Molecules carrying unusual fluorinated or heterocyclic structures often attract extra regulatory interest. We keep audit trails on all raw material purchases, process controls, and transportation logs for these more sensitive products. Our chemists update protocols when new guidance emerges; we keep dialogue open with regulatory consultants to prevent shipment delays or compliance issues.
Researchers increasingly need unambiguous documentation tracing every material lot. Being both the synthetic originator and packager, we rapidly produce everything—SDS, purity profiles, application notes—directly for every sale. Rather than waiting for upstream communication, labs working under tight deadlines receive what they need immediately. This same traceability has eased international transit and customs in challenging regions for high-value chemical shipments.
Changes in R&D direction drive demand for new closely related pyridines and heterocycles every year. Our hands-on team actively tracks shifts in medicinal chemistry focus and agricultural study. Internal projects regularly benchmark our protocol against new synthetic literature, modifying steps as alternate reagents or greener processes become available. We immediately apply insights from failed pilot campaigns to every future scale-up, cutting lag between lab curiosity and real-world supply.
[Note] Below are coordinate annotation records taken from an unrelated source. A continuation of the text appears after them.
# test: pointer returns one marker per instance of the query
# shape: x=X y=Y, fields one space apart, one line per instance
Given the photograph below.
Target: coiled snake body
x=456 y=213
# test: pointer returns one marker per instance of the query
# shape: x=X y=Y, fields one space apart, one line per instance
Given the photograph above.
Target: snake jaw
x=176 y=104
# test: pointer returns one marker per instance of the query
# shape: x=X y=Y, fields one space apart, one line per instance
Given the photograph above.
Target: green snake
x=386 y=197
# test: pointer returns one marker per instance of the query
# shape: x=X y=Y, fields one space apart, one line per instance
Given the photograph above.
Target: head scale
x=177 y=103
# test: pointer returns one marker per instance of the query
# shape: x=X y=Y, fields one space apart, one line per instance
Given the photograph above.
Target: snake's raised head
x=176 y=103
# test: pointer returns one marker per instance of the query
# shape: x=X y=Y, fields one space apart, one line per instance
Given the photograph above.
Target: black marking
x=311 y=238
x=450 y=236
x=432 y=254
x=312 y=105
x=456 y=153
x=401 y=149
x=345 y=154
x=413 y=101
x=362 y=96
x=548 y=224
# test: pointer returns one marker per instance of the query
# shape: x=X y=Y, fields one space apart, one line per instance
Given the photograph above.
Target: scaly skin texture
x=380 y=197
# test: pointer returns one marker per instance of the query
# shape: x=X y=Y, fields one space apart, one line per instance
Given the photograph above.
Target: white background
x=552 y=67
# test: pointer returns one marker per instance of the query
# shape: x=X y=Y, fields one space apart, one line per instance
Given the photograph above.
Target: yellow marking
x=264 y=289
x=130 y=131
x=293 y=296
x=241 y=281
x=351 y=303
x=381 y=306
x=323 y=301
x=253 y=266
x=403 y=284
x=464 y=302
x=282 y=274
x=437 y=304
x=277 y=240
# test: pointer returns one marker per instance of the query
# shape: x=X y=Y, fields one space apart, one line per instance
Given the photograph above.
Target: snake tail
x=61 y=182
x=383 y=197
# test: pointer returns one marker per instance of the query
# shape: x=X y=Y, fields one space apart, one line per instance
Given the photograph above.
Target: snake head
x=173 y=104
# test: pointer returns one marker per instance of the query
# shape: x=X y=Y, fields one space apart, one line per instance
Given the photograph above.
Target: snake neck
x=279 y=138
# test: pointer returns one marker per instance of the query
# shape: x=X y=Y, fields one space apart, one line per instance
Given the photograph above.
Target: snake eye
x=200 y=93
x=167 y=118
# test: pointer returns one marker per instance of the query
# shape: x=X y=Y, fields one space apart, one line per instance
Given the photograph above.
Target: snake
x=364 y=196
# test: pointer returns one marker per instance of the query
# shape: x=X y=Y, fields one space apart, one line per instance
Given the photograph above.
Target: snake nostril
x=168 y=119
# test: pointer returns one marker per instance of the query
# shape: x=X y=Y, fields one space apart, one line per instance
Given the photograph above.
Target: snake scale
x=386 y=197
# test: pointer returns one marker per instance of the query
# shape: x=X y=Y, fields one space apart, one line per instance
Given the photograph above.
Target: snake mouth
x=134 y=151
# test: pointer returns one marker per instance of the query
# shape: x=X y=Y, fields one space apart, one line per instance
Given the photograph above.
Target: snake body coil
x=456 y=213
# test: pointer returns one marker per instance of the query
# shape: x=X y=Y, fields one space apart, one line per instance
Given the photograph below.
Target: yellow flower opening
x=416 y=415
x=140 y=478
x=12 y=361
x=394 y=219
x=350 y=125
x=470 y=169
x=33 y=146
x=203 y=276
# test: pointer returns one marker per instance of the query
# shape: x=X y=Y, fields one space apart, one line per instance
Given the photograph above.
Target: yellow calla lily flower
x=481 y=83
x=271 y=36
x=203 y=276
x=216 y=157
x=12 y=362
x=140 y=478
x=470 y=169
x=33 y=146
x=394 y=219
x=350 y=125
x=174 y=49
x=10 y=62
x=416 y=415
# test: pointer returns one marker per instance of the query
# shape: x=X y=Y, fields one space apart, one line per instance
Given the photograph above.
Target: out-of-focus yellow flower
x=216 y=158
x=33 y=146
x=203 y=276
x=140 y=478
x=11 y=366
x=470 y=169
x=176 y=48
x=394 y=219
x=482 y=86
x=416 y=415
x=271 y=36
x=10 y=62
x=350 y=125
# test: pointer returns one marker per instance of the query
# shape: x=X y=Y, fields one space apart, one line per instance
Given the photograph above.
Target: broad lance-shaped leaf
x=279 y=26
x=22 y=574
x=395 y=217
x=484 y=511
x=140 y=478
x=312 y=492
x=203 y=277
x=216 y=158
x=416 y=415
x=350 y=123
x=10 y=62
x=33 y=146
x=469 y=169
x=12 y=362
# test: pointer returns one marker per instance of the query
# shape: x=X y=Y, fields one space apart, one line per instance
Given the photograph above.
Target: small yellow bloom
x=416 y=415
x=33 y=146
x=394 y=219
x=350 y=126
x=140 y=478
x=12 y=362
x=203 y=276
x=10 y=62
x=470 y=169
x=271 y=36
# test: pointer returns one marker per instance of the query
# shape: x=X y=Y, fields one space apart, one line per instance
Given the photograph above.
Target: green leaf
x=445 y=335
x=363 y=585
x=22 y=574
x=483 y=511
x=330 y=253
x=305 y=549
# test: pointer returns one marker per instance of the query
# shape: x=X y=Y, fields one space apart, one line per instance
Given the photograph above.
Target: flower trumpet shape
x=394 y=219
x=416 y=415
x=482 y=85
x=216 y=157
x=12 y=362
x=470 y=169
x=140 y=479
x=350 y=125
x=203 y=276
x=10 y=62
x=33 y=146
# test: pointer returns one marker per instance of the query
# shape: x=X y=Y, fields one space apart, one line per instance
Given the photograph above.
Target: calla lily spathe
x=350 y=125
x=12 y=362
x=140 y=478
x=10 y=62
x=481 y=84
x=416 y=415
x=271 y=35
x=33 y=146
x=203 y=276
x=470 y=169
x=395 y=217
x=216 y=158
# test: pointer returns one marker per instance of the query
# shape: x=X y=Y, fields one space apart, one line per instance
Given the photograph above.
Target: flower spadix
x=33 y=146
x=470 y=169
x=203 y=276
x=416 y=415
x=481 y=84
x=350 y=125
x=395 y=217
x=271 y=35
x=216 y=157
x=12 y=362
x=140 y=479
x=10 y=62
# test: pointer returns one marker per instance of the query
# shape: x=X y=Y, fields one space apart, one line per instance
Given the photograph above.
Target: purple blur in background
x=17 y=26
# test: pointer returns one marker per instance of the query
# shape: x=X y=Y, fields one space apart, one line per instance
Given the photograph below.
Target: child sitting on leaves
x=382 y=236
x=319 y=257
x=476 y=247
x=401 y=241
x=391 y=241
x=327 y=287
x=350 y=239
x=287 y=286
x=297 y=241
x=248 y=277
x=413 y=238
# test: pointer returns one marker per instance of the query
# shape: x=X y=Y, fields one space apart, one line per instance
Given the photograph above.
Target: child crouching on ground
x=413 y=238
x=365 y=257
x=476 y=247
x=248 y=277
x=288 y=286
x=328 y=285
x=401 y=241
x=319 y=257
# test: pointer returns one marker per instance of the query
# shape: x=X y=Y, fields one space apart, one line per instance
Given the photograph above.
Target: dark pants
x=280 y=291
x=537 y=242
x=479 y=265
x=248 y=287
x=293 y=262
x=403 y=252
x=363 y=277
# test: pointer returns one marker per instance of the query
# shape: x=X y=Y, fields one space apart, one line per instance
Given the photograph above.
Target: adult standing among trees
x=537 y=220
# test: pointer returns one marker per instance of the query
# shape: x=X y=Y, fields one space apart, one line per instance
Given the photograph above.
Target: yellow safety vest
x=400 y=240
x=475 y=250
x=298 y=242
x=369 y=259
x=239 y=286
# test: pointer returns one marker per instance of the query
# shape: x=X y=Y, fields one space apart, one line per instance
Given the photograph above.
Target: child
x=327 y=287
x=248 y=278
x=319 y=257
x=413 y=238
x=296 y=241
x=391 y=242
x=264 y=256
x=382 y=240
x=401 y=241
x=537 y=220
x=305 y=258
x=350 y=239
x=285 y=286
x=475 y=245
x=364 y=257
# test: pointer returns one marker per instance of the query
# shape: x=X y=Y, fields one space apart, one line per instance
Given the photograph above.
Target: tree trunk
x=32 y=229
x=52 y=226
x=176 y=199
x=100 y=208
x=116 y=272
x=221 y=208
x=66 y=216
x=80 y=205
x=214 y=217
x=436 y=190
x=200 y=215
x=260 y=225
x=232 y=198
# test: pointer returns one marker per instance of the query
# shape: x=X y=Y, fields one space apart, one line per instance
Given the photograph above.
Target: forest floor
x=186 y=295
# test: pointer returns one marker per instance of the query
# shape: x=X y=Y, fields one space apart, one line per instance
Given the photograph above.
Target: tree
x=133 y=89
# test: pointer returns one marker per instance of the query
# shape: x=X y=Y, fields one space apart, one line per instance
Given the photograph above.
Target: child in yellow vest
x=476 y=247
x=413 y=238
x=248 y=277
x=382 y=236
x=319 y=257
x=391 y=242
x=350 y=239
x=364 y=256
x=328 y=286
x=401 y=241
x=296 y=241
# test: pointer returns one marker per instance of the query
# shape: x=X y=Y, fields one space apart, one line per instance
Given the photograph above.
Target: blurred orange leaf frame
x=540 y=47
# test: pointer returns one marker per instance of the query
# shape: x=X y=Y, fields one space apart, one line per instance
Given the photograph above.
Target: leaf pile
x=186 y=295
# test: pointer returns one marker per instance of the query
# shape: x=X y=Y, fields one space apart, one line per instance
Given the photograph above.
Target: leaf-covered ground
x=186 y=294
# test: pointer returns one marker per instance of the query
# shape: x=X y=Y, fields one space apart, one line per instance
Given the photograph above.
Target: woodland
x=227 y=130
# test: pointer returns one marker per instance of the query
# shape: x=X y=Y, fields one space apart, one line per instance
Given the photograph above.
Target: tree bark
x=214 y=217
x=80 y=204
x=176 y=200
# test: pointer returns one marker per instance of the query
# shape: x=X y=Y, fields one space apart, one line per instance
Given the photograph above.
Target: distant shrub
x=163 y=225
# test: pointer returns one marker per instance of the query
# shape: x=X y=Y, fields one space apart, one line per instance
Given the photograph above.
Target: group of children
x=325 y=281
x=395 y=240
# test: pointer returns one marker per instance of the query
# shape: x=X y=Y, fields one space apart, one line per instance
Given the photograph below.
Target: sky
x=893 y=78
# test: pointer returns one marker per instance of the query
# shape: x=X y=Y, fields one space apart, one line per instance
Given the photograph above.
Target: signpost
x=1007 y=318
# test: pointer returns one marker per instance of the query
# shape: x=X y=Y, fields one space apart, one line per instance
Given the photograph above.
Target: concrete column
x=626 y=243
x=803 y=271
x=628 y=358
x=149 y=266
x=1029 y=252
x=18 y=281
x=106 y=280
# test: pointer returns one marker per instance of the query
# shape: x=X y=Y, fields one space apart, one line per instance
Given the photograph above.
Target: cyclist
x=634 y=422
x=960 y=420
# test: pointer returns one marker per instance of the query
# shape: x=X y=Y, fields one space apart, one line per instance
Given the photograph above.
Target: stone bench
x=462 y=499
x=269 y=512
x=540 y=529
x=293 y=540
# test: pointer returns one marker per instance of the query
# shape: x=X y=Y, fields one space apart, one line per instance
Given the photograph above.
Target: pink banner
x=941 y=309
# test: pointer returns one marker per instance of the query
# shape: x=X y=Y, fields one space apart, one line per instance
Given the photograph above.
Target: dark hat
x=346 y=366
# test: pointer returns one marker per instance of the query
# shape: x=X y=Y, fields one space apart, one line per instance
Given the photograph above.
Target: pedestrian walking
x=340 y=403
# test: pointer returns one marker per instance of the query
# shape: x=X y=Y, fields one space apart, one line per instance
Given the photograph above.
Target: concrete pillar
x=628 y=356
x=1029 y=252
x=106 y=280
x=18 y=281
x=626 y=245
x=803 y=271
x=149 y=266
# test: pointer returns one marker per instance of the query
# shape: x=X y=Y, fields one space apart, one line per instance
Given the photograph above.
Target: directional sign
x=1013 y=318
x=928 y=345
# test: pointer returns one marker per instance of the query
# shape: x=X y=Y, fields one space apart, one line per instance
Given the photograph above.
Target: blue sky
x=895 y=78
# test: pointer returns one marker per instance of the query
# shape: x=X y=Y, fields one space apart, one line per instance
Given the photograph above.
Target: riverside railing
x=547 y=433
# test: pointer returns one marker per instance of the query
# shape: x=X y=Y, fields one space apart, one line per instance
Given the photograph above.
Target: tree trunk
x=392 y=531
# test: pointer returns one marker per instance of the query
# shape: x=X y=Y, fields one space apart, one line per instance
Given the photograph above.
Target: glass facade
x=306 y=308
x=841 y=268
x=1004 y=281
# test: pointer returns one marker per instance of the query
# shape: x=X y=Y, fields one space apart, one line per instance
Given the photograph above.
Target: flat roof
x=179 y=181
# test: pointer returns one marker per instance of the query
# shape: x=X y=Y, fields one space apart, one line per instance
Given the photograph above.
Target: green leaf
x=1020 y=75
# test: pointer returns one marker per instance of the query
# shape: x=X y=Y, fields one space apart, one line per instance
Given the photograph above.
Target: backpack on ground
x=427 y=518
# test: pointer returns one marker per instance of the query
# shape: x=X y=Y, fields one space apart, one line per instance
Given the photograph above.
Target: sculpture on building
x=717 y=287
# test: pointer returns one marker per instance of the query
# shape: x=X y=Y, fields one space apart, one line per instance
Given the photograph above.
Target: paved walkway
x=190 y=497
The surge in green chemistry has caused us to trial alternate solvents and energy-efficient steps—sometimes reducing waste solvent by up to 20 percent per batch. Improvements made for one complex fluoropyridine directly benefit any subsequent run, as solvent-saving tweaks pass automatically to every production module. Customers notice tighter impurity windows and cleaner analytical results.
Manufacturing never happens in a vacuum. Our chemists regularly exchange technical correspondence with R&D groups using our compounds in exploratory directions—novel binding motifs, alternate linker strategies, new analytical standards. In over a decade of manufacturing, our longest relationships come from two-way learning: we share real process hurdles, and users send result-driven feedback, allowing us to develop new derivatives or fine-tune impurity controls.
Periodic requests for derivatives prompt us to adjust catalysis, alter protecting groups, or add synthetic steps. Every modification goes through the same suite of characterization and real-world performance checks. This collaborative style lets our facility keep delivering molecules that do not just look good on paper but work as expected in the lab, clinic, or field trial.
As compound design grows more ambitious, the industry now values first-hand process experience over paperwork or online listings. Research teams push for higher standards in purity and traceability, rapidly shifting away from indirect suppliers. Over years of synthesizing and troubleshooting, we’ve built expertise rooted in repeated effort, equipment investment, and hard-won practical knowledge—not hollow standard phrases.
The track record for high-complexity heterocycles such as 3-Pyridinemethanamine, 5-fluoro-N-[6-fluoro-5-[(5-methyl-1H-pyrrolo[2,3-b]pyridin-3-yl)methyl]-2-pyridinyl]-2-methoxy- demonstrates how manufacturing experience beats generic distribution models. Every gram we ship benefits from feedback loops, face-to-face project troubleshooting, and an internal culture that treats each molecule not just as a product, but as an evolving benchmark for process improvement.